Of course. The Lord was happy his son had come to spend time with him, to be near his Father; that Kevin knew who to go to before any decisions or directions were taken.
Though I hoped for a billboard with a map in the woods that day, what we got was far better; the reminder that sometimes God wants us to just come and visit. He wants to know we love him for him, not for what he delivers. Can you imagine if your kids never just snuggled up with you, climbed in your lap, or if they only called when they needed something from you? Once again, I felt a peace wash over me, God is with us, we’ll be okay. The what, when, where, why and how could wait. God had led us to this job six years ago, and now it was gone, but we didn’t feel abandoned.
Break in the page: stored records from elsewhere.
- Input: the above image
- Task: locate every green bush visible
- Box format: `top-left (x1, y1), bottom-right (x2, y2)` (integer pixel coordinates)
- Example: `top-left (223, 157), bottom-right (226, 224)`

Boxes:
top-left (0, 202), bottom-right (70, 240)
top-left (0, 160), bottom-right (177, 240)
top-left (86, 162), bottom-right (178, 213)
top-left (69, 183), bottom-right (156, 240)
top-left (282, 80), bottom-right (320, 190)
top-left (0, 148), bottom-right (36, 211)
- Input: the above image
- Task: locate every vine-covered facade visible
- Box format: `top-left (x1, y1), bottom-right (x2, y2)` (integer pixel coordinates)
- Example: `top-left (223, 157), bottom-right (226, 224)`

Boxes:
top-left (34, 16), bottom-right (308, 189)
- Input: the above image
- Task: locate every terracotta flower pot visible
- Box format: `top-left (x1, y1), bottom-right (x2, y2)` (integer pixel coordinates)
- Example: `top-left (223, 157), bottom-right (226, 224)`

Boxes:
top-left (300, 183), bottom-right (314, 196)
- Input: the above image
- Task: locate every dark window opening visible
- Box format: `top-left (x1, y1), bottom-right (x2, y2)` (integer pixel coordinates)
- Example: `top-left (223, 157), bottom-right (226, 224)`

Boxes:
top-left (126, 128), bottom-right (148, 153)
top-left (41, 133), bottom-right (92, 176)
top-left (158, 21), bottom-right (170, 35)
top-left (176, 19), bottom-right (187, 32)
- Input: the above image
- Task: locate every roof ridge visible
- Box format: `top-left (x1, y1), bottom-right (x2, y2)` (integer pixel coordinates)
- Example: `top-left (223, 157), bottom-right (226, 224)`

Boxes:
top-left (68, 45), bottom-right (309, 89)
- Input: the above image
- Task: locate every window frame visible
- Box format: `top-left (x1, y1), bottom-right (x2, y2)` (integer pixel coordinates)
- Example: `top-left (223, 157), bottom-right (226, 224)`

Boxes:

Confused maybe, but trusting still.
Lesson Three — Its okay to not understand
When we moved to Michigan from Indiana for this job, I didn’t really understand it. We had just launched our last one to college, alongside a few close friends. I had planned to enter the empty nest season with walks and wine on the porch with one of my best friends who lived around the corner. But alas it was not to be. Instead I would move 80 miles away to a very small, but adorable and historic, town. And as it turns out our time here has turned into one of the sweetest blessings of our lives.
Six years ago I said I don’t understand this move, it’s not what I imagined at this point of my life, but I trust it. I was sometimes lonely that first year, but I also had peace. And so it goes again — this is not what I expected at this point of our lives either, it’s not what I would choose, but I trust it.
I’m leaning in, listening, visiting my Father, trusting and peaceful as we enter this next unforeseen season. It’s not what I expected, but I do have peace and I still trust what’s next.